NII-cloud-operation/nbsearch

Folders and files

NameName
Last commit message
Last commit date

Latest commit

 
 
 
 
 
 
 
 
 
 
 
 
 
 
 
 
 
 
 
 
 
 
 
 
 
 
 
 
 
 
 
 
 
 
 
 
 
 
 
 
 
 
 
 
 
 
 
 
 
 
 
 
 
 
 
 
 
 
 
 
 
 
 
 
 

Repository files navigation

nbsearch

Release Binder

nbsearch extension provides search capabilities for Jupyter Notebooks, which you created. It supports search by MEME in addition to search by keywords and modified times like a search engine.
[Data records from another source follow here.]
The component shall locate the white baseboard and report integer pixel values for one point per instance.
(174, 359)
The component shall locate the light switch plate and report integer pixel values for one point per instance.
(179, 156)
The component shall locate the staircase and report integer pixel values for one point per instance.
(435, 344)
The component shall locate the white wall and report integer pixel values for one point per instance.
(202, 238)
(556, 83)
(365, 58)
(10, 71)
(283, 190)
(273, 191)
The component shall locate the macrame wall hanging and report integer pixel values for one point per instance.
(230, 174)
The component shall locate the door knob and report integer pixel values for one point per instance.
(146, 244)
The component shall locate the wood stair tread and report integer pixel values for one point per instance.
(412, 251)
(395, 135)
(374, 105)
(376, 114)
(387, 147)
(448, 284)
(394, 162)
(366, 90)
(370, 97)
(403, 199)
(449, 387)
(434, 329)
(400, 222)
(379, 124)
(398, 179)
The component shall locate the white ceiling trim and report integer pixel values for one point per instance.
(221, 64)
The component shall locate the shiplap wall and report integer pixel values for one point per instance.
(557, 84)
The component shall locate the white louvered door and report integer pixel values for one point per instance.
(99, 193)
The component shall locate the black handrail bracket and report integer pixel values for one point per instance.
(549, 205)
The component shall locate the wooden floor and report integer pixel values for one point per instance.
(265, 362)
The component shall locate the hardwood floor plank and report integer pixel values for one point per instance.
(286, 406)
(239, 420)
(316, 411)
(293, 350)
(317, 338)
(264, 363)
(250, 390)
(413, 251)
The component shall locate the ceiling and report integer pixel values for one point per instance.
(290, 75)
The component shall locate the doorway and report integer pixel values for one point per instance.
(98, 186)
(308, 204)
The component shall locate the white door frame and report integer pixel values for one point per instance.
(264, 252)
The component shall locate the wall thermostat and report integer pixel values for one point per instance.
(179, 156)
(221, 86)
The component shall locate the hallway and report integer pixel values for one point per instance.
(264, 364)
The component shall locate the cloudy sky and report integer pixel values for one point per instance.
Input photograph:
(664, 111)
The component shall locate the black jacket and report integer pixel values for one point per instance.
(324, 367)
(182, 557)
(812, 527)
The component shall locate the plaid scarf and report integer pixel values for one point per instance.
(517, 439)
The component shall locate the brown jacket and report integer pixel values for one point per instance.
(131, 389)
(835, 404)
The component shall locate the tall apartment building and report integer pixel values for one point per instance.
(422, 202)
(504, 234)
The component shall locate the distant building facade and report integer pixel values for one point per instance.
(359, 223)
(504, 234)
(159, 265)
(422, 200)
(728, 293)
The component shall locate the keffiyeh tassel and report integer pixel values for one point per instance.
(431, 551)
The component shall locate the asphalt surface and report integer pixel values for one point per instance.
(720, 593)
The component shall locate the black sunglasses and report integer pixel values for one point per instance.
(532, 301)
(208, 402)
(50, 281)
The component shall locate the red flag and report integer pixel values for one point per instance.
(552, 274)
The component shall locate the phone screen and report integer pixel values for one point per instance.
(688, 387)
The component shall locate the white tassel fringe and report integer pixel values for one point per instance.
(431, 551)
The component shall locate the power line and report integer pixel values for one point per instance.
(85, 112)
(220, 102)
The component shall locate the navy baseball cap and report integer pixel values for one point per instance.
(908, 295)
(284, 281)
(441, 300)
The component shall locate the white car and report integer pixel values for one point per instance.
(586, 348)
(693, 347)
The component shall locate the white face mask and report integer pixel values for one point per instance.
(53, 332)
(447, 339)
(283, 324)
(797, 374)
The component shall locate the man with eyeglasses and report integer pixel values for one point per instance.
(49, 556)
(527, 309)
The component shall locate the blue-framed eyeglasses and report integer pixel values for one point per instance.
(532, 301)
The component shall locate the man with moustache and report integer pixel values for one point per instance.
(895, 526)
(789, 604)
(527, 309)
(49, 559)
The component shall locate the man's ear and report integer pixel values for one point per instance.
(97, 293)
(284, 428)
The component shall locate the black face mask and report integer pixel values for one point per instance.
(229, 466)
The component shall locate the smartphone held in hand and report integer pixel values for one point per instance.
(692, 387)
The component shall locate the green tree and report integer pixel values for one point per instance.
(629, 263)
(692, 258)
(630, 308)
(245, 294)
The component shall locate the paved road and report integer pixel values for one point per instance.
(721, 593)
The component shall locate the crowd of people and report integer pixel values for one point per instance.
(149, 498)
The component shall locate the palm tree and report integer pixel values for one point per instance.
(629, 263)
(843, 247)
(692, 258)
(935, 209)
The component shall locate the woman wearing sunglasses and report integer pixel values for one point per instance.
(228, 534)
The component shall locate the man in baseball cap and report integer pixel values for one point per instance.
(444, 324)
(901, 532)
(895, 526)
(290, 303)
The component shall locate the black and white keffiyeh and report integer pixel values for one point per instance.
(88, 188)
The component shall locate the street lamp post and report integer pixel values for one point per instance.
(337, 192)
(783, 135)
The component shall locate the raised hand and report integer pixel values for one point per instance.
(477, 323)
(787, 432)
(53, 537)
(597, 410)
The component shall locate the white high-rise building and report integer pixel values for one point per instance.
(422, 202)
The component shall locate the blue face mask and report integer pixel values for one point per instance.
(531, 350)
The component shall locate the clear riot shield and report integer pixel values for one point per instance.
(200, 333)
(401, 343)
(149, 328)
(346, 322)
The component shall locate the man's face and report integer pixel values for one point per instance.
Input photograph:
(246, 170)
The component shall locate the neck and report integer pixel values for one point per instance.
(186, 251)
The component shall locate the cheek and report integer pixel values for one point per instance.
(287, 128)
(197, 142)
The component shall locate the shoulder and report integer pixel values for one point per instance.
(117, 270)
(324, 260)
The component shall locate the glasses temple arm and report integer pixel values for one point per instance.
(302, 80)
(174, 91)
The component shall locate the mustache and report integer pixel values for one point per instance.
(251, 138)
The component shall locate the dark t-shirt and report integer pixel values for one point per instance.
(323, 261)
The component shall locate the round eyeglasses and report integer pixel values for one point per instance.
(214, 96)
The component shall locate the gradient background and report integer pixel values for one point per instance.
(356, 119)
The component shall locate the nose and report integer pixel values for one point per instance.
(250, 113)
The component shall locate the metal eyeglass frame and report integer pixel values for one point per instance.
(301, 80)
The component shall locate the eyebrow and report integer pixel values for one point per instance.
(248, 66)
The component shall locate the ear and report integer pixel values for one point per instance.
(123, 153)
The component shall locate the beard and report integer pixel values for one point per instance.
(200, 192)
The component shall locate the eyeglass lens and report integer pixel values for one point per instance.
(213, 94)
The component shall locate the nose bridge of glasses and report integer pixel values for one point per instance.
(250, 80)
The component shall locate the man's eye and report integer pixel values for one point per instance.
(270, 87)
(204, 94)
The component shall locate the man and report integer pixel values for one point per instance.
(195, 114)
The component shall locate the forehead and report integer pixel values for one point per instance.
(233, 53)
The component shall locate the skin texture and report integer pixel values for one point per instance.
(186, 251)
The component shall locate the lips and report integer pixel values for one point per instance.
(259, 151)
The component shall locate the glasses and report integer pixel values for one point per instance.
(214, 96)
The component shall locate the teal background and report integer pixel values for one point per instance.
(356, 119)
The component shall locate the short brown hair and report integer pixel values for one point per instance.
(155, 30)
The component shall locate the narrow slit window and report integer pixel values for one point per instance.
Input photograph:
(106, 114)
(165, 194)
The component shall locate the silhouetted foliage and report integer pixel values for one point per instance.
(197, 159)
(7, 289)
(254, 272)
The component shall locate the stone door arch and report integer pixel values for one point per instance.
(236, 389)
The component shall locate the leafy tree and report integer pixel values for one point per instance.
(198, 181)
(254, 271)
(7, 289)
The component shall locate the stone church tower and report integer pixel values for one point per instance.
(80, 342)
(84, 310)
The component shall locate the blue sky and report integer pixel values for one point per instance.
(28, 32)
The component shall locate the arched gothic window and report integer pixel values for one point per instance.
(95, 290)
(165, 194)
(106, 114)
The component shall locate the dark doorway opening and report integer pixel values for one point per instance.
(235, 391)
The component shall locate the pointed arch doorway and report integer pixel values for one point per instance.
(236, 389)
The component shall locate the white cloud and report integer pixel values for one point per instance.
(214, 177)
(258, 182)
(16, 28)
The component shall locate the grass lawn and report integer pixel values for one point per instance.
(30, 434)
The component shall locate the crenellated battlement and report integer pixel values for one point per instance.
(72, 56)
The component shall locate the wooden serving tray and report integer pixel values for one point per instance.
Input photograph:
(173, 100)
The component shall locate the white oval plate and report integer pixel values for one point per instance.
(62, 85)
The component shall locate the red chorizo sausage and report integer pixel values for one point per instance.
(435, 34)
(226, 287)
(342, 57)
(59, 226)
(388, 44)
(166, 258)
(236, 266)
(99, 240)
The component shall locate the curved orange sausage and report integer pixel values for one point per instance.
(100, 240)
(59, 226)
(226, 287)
Try it out on mybinder.org

You can try out the extension on mybinder.org by clicking the Binder badge above, and refer to the Usage section for more information.

The following software is installed in this environment.

If you create a Notebook file in this environment, it will be automatically indexed in Solr and you will be able to search for it. Please refer to the Usage section for more information.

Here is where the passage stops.